Testing Steam Traps

ROI 3-6 Months

A steam trap, in a simple definition, is an automatic valve which will vent non-condensables and condensate from a piece of steam consuming equipment and stop the loss of live steam as it enters the steam trap. Steam traps started to appear in use about 1900 and replaced the prior device which was typically a pinched piece of tubing or a cracked valve adjusted by a pipefitter. As you can imagine, this approach was neither efficient, effective, nor cost effective. Steam trap development started with float or bucket operated valves and then evolved into many other types.

Service, and therefore service life, on a steam trap can become demanding since it is the interface device which separates the steam side from the condensate return side of a steam system. Pressure and temperatures can be high, which when combined with condensate, flashes as it enters and discharges to the return system. All steam traps fail so the question is not “if” but “when”. Typically traps operating in the 100-150 psig range, if properly sized and selected, will last 5-7 years - results will vary. Imagine a facility with 100 steam traps which has been in operation for many years. If the average service life of all traps is say 5 years, then we can expect failures to be about 20% per year or 20 bad traps per year.  If the average life is 2 years, then 50% per year will fail and 10 years average life would forecast 10 failures per year.

Why then so much attention on a steam trap? A bit of math might help. Many traps operate 24/7 which works out to 720 hours in a 30 day month and 8,760 hours per year. If a failed trap blows $1.00 per hour of live steam, then it is costing you $720 per month and $8,760 per year.  If you have an installed base of 50 traps, the cost would be $438,000 which is more than enough to justify the manpower and equipment with a handsome return on investment.

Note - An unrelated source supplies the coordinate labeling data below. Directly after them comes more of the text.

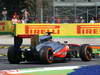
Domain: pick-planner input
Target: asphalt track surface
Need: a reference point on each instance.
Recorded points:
(8, 40)
(4, 64)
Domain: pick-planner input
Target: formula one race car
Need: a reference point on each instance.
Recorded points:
(45, 50)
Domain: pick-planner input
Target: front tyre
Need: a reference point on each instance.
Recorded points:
(85, 52)
(46, 55)
(14, 55)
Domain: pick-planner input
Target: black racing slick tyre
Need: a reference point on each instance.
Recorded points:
(85, 52)
(46, 55)
(14, 55)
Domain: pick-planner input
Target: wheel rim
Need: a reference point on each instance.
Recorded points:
(50, 56)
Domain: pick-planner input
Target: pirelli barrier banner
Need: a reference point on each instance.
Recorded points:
(5, 26)
(60, 30)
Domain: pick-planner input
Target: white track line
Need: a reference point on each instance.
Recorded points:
(42, 69)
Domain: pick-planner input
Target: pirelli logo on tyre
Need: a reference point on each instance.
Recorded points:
(88, 29)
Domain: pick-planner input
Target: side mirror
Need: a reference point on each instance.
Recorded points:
(65, 42)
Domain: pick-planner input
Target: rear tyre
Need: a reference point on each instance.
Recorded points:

A properly operating steam trap should be hot and quiet. By hot we mean the inlet trap temperature should be within 25-50 degrees of the expected temperature based on the steam pressure to the trap. As an example, if the inlet pressure to the trap is 100 psig with a saturation temperature of 338 degrees F (consult a steam table), the expected inlet temperature would be about 315-290 degrees F. The range is due to condensate cooling, the type of trap being tested and temperature measurement equipment used. The quiet is a measurement using a sound or vibration device to “listen” when the trap is open or closed. A trap showing continuous noise is blowing through and a trap failed closed will have no sound or vibration signature.

It helps to have some pressure/temperature points handy, so long ago I memorized the following which has been a big help over the years –

  • Steam at 0 psig is 212° F
  • Steam at 25 psig is 250° F
  • Steam at 50 psig is 298° F
  • Steam at 100 psig is 338° F
  • Steam at 150 psig is 366° F
  • Steam at 200 psig is 388° F

For steam table see –


Three primary techniques have evolved to test traps and each can be used with a degree of success depending on the equipment used and the experience of the testing inspector.

1. Visual Inspection

In a visual inspection the operator will check to determine if the discharge valve is functioning. This requires venting live steam to atmosphere and can pose safety issues. Because it opens the closed portion of the system it is not a 100% reliable test. Visual inspection is important because a trained operator can look for potential problems in engineering and design that can lead to trap failures.  


2. Thermal Inspection

Another method for routine testing of traps is with contact or non-contact temperature checks. Upstream and downstream temperature checks can reveal failed open traps. But variables such as back pressure in the system can make temperature checks less accurate. Thermal inspections are useful for identifying heat loss, overloads, and pressure build-ups. Relying on thermal inspections alone doesn't capture the entire picture.


3. Ultrasonic Inspection

Ultrasonic testing uses a noise or vibration instrument to “listen” to the steam trap for proper operation. Ultrasonic testing combined with temperature scanning equipment provides a very reliable test for steam traps.                                     


4. Thermal Imaging Inspection

Advances in thermal imaging equipment combined with low costs have made thermal imaging a practical option for testing steam traps. The thermal image will provide an inside look at the temperature profile for a steam trap which will allow a trained operator to check for proper operation or trap failure.

Steam trap testing can be done with low cost equipment or with more sophisticated equipment and programs. The essential take away is no matter what method you choose you can count on payback periods for replacing failed steam traps in 3-6 months-tops.